Tuesday, May 13, 2014

My Neighbor's Peony plus Creeping Zinnia, Cute Gaillardia and Bee-Friendly Salvia



Fragrant peony
My neighbor's fragrant peony
I don't have a peony, but my kind neighbor does.

She's a gardener too, although her tastes run more toward roses, lilacs and Japanese maples.

She and her husband are originally from China and she told me that peonies are seen as very special there. (This website says the peony is China's national flower!)

Peonies apparently are long-lived, but they can take a few years to settle in.

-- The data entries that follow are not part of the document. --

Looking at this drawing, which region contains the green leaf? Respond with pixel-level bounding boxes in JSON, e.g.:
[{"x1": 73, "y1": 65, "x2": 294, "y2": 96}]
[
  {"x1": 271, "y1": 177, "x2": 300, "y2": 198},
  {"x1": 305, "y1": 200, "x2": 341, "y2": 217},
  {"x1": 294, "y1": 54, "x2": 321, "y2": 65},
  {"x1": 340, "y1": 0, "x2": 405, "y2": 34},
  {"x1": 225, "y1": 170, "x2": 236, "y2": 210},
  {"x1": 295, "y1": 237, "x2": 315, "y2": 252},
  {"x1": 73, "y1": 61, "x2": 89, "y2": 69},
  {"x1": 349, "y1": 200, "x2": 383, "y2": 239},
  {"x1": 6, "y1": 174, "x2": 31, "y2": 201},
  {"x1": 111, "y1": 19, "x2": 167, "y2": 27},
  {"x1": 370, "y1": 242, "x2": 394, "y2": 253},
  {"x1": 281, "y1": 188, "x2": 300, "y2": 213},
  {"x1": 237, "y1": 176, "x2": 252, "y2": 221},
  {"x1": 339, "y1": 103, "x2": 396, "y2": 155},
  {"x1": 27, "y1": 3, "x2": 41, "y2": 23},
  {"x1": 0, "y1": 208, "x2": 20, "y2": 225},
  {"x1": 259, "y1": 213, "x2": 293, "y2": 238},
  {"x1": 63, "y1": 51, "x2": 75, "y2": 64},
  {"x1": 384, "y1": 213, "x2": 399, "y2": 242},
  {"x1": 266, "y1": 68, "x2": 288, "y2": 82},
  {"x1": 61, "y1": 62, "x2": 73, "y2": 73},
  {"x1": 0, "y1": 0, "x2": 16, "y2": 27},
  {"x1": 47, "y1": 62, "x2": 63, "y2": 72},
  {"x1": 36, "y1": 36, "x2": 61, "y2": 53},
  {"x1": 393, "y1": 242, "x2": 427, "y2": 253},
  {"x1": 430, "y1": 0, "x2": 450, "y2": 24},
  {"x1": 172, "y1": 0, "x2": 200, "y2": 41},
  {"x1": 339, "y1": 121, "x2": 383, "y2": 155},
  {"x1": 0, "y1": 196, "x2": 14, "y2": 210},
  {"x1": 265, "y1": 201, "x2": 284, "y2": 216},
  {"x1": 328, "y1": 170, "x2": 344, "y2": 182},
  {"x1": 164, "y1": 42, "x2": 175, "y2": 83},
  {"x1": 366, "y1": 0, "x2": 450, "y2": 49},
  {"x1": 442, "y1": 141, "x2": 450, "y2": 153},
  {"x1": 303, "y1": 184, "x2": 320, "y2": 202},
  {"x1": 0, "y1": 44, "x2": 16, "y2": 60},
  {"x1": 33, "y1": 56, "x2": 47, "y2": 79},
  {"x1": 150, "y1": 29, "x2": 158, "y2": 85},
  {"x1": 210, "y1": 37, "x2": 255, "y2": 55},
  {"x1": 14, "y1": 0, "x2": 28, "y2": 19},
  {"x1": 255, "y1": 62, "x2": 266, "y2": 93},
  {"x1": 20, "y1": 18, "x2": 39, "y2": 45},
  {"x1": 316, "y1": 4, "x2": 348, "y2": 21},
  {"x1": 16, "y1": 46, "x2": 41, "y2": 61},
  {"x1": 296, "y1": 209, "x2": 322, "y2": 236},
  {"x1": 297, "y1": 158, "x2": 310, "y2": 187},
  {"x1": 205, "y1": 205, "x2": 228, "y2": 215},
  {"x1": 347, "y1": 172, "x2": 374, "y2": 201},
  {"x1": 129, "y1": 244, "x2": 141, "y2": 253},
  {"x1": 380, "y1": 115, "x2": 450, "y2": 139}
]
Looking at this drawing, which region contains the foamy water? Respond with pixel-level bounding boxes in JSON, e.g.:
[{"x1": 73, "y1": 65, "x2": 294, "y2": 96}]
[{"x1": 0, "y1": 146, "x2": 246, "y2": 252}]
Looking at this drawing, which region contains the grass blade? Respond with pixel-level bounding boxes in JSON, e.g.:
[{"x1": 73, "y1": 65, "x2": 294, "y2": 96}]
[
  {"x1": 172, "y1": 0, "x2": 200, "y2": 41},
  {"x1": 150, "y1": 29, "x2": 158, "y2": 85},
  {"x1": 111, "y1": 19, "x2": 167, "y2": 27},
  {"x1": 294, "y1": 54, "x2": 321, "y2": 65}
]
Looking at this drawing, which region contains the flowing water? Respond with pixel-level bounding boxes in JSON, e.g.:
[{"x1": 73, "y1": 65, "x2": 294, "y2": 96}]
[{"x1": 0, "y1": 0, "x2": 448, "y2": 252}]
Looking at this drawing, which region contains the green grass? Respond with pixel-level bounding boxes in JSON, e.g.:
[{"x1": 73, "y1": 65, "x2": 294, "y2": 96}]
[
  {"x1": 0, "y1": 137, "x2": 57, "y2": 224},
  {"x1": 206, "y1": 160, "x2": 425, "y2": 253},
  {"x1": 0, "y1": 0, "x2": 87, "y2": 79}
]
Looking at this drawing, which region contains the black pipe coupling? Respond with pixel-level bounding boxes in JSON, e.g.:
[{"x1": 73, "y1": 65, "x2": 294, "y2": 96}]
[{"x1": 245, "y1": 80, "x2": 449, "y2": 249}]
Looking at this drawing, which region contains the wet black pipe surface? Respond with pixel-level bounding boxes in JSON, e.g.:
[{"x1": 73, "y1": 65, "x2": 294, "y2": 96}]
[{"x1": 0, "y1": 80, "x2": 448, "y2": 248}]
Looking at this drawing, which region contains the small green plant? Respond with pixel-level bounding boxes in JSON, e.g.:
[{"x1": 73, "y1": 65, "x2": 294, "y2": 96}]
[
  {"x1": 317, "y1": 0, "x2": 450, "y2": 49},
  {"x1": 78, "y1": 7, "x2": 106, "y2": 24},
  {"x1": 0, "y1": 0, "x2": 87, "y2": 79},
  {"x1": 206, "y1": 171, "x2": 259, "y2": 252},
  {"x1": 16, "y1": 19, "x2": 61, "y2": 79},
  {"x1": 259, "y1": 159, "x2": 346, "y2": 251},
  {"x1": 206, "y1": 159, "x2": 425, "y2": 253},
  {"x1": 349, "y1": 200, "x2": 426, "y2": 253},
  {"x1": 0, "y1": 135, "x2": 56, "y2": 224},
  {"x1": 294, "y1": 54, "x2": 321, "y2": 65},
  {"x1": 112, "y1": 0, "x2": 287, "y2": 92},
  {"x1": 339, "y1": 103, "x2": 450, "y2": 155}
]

I think this is the first year she has really gotten a nice amount of flowers from her peony.

Not only are the flowers beautiful, but they also have a lovely fragrance that reminds me of roses.

Meanwhile, despite unseasonably hot weather (lots of days in the high 80s) and no rain this month, there are still plenty of flowers and buds in the Garden of Aaron, including:

Creeping dianthus
Creeping dianthus


Coneflower bud
Coneflower bud



Creeping zinnia...only it's an imposter, because it's not really a zinnia at all, but a completely different species: Sanvitalia procumbens

Gaillardia x grandiflora "Sunset Cutie"
Gaillardia x grandiflora "Sunset Cutie" (although truth be told, it doesn't look quite like the official Sunset Cutie photos) 
Salvia nemorosa "May Night" and bumblebee
Salvia nemorosa "May Night" and bumblebee 

Salvia guaranitica, Anise-Scented Sage, "Black and Blue" buds
Salvia guaranitica, Anise-Scented Sage, "Black and Blue" buds


Natchez Mock Orange and ant
The Natchez Mock Orange is blooming its heart out. I'm happy to see that it attracts some insects - mainly ants and small bees. Despite the fact that some sources describe Natchez as being a scentless Mock Orange, I can detect a light scent -- which is exciting because often I have the opposite experience of not being able to smell flowers that are supposed to be fragrant! 

8 comments:

  1. Thanks for posting the pictures of my peonies. As you said, peonies mean so much to Chinese. City Luoyang is called the capital of peonies in China. Around this time of the year, people from all over China go to Luoyang for peony festival. My mother loves peonies very much. I'll definitely show her your pictures.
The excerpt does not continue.